Course Hero Literature Instructor Russell Jaffe provides an in-depth summary and analysis of Part 2, Chapters 52–55 from Miguel de Cervantes's novel Don Quixote.

Don Quixote | Part 2, Chapters 52–55 | Summary



Part 2, Chapter 52

Don Quixote is eager to leave the Duke and Duchess's castle and get back to the life of a true knight-errant. Before he can leave, however, Doña Rodríguez approaches him once more, this time dressed in full mourning, and pleads with him to challenge the farmer who refuses to marry her daughter. Don Quixote agrees, noting that he is temporarily revoking his noble status to fight a common man.

The page returns with letters from Teresa Panza for the Duchess and Sancho Panza. Teresa wants to come to Court and show off, making her husband even more well known than he already is. Sancho Panza's letter to Don Quixote arrives, and it, too, is read aloud.

Part 2, Chapter 53

Sancho Panza is awakened in the middle of the night to sounds of war. He's roused from his bed, sandwiched between two shields, and is handed a lance. He tips over and spends the entirety of the fake battle hiding between the shields as he's trampled by pranksters. Upon being told that the enemy has been vanquished, he dresses himself and goes to the stables to get his donkey.
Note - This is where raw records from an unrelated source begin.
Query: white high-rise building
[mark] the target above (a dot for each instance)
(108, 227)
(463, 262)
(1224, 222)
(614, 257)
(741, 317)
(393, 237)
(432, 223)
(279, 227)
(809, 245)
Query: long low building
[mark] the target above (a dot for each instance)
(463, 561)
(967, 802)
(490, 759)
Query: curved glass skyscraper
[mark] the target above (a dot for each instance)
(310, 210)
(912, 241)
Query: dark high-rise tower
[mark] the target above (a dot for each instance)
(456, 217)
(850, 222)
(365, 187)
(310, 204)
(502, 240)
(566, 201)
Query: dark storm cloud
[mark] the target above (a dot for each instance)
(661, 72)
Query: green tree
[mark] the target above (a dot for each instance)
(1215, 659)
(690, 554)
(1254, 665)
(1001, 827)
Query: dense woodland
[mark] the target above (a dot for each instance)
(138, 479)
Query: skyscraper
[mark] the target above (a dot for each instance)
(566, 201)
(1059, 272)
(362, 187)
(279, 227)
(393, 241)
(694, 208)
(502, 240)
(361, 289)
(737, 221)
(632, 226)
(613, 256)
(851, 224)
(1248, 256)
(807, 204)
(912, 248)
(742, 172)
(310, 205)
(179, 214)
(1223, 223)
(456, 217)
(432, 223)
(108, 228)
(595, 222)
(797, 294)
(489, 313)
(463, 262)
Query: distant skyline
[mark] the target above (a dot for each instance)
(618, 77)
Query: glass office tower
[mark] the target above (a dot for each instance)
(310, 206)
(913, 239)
He's done governing because, as he says, "each of us should do the work we were born to do." He heads back to the Duke and Duchess's castle, leaving truly remorseful constituents in his wake.

Part 2, Chapter 54

Don Quixote prepares for battle against the farmer, not realizing that the Duke and Duchess have arranged for one of their footmen to take his place. Sancho Panza, meanwhile, meets an old friend on the road. Ricote the Moor was a neighbor of Sancho's before the king forced all the Moors to leave Spain. Ricote, disguised as a German pilgrim, desperately wants to return to Spain with his family. He asks Sancho Panza to help him find the treasure he buried before he left the country, promising $200 for Sancho's troubles. Sancho Panza passes on the opportunity, keen to get back to Don Quixote.

Part 2, Chapter 55

Sancho Panza is almost back to the castle when night falls. He and his donkey tumble into a 20-foot-deep hole. Sancho finds an opening in the stone walls and walks and walks until he sees light. Above ground, Don Quixote, practicing his battle tactics, hears Sancho's call. Sancho Panza and the donkey are pulled out of the cave, and Sancho explains to the Duke and Duchess why his governorship was so brief. He is promised a less strenuous post on the estate.
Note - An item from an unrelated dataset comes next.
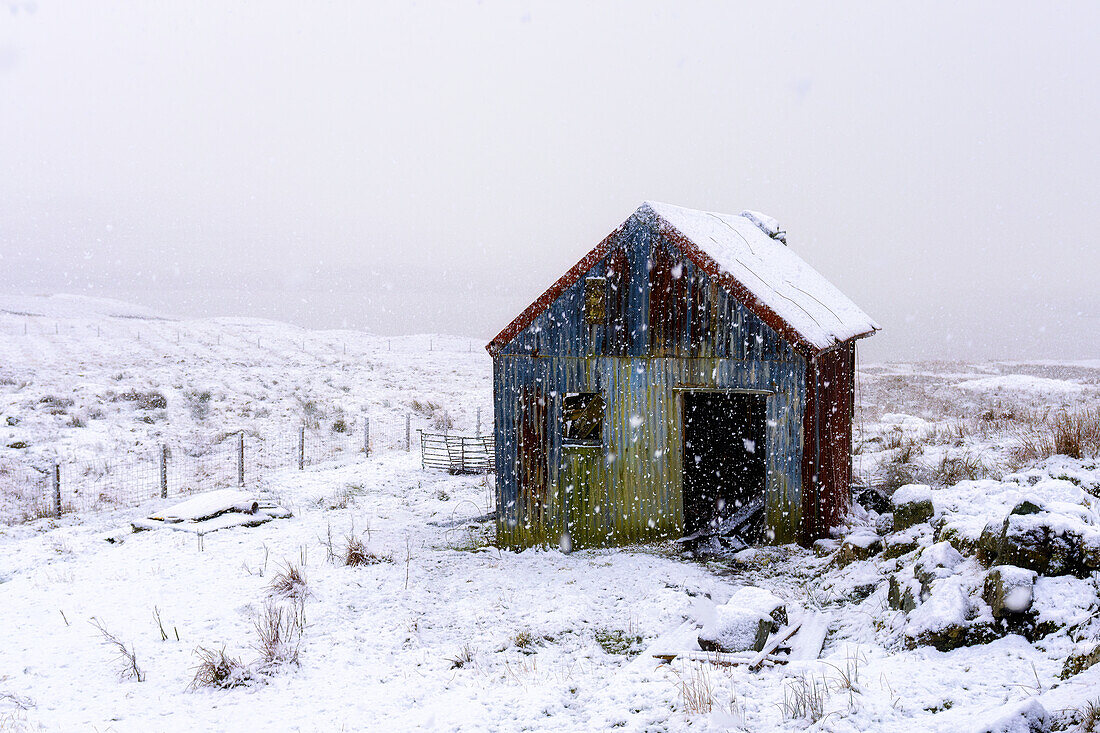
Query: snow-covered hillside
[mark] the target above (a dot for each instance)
(439, 630)
(89, 382)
As Sancho Panza's dreams of ruling a city disappeared, so did his thirst for wealth. Prior to his governorship, he may have very well abandoned Don Quixote for an offer like the one Ricote makes him. Two hundred dollars is more money than Sancho has seen in a long time, and while he's not as loyal to his former neighbor as he is to Don Quixote, he still considers him a friend. This time, though, his friendship with Don Quixote is more important than any amount of money.

Sancho Panza's decision also reflects the tension in Spain during the time of the Inquisition. The Inquisition was a government body tasked with identifying and punishing people who didn't practice Catholicism. Ricote and his family are Muslim, which is why they were evicted from Spain. Cervantes would have had a major problem with the Inquisition and Church censors if Sancho Panza had agreed to help his former neighbor, as it would have been interpreted as heresy.

Sancho Panza becomes a bumbling fool once again as soon as he leaves Barataria Island. No longer confident and sure-footed, he literally finds himself in a hole just hours after leaving the safety of his noble position. He is lost, both literally and figuratively, without his master. Back at the Duke and Duchess's castle, Don Quixote seems lost as well. They are far happier when they are together, just as the donkey and Rocinante are loathe to be apart. Don Quixote's name is in the title of the book, but it is Sancho Panza's partnership that makes the Don's exploits worth telling.